Work waited. It always did.
But when she went back into her mother’s room, Audrey was awake.
“Hi, Mom. How was your day?” Some days her mother would answer. Some days her mother just stared blankly.
“S-same a-as a-always-s.” Although slurred, her mother answered, which made Carly’s heart swell. Did she know who Carly was today?
“Mine, too. Busy, busy, busy. Some of my patients are the same ones I mentioned to you last night, but I did have a couple of new ones.” Carly never gave names or identifying information, but chatted about her patients. She tried to make her stories interesting, to give her mother a link to the outside world as often as she could.
Audrey rarely left the house these days. When she did it was usually to go to a doctor’s appointment.
Before Carly knew it she was telling her mother about walking in on the new surgeon and how he’d been holding his patient’s hand, comforting her.
“I-i-is h-he h-h-handsome?”
“Gorgeous,” she admitted. “He’s also very kind and funny. The man makes me smile.”
Realizing she was going on too much about Stone, she glanced at her mother.
Her mother who was staring oddly at her. “Y-you l-like h-him?”
Oops. Not the first time today she’d been asked that.

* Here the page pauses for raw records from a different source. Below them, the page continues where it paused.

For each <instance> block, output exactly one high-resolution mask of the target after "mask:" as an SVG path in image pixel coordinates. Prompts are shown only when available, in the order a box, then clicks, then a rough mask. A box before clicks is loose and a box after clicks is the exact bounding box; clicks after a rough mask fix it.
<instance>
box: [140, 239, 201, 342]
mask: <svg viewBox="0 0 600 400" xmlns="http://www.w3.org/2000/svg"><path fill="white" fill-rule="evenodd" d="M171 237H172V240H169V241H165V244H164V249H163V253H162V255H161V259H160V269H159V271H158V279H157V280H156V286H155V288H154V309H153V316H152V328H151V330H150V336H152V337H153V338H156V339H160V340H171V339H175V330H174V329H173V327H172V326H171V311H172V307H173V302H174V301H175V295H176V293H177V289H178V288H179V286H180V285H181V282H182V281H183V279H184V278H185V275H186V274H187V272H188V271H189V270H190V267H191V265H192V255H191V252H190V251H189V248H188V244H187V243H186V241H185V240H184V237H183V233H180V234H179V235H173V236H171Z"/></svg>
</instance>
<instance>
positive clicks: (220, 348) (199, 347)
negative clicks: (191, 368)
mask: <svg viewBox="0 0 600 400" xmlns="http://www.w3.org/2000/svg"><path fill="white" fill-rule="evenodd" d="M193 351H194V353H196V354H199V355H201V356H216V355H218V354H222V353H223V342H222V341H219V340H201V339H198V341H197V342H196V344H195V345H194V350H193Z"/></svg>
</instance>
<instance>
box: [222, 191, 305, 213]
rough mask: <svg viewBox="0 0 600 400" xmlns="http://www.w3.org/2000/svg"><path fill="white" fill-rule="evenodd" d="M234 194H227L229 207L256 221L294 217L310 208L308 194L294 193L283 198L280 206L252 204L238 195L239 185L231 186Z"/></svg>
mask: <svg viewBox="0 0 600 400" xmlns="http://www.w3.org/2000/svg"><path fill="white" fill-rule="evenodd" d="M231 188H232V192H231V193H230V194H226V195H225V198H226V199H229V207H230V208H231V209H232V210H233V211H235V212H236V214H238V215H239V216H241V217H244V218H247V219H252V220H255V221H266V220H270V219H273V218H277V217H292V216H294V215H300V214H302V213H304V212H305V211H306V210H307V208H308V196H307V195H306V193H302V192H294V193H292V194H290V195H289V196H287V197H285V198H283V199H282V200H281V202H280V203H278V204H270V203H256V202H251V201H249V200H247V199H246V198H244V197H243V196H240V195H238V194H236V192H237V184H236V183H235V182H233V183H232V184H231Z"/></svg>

But, unlike at the hospital, to her mother, she nodded. “He seems like a great guy.”
“Y-you sh-should g-go out with h-him.”
Her mother knew her. If she thought Carly was Margaret, she’d be scolding rather than encouraging her mother to cheat on her father.
“Mom, he’s a doctor. I’m a nurse. How cliché can you get?” She tried to keep her voice teasing and fun and similar to conversations they might have had during Carly’s teenaged and college years when Carly had dated, when she’d been wrapped up in Tony and thought he was her forever person. “Besides, Stone’s way out of my league.”
“Wh-why?”
“Because he’s such a great catch.”
“S-so a-are y-you.”
“You, my dearest mother, are the tiniest bit biased.” Carly stood, bent over and kissed her mother’s cheek. While her mother was with her, really with her, Carly wanted to milk the moment for every precious second. “Truly, he’s out of my league. Even if he wasn’t, it would never work.”
“Be-because of m-me?”
“Of course not,” Carly gasped. Never would she want her mother to think such a thing, never would she want her feeling guilt over Carly taking care of her to the exclusion of everything else. It was a privilege to take care of her mother. One Carly treasured and had never thought twice about...until Stone.
Darn him. That he made her discontent with the status quo was enough that she should dislike him.
“To-Tony,” her mother began.
Despite the slight thrill that her mother’s memory was working at the moment, Carly stopped her. “Tony was an idiot and I was lucky to be rid of him.”
She was. Any man who couldn’t understand that Carly had to take care of her mother, that her mother came first, well, he needed to hit the road. She’d needed Tony’s support; instead, he’d resented everything about Audrey.
“Tony has nothing to do with why Stone and I would never work. He and I are just not physically or economically compatible. That’s all.”
“I-if h-he th-thinks that then y-you are b-better off wi-without h-him.”
“Exactly.” Before her mother could talk more about Tony or Stone—why on earth had Carly mentioned him?—Carly launched into a tale about another patient, exaggerating to make the recounting more entertaining.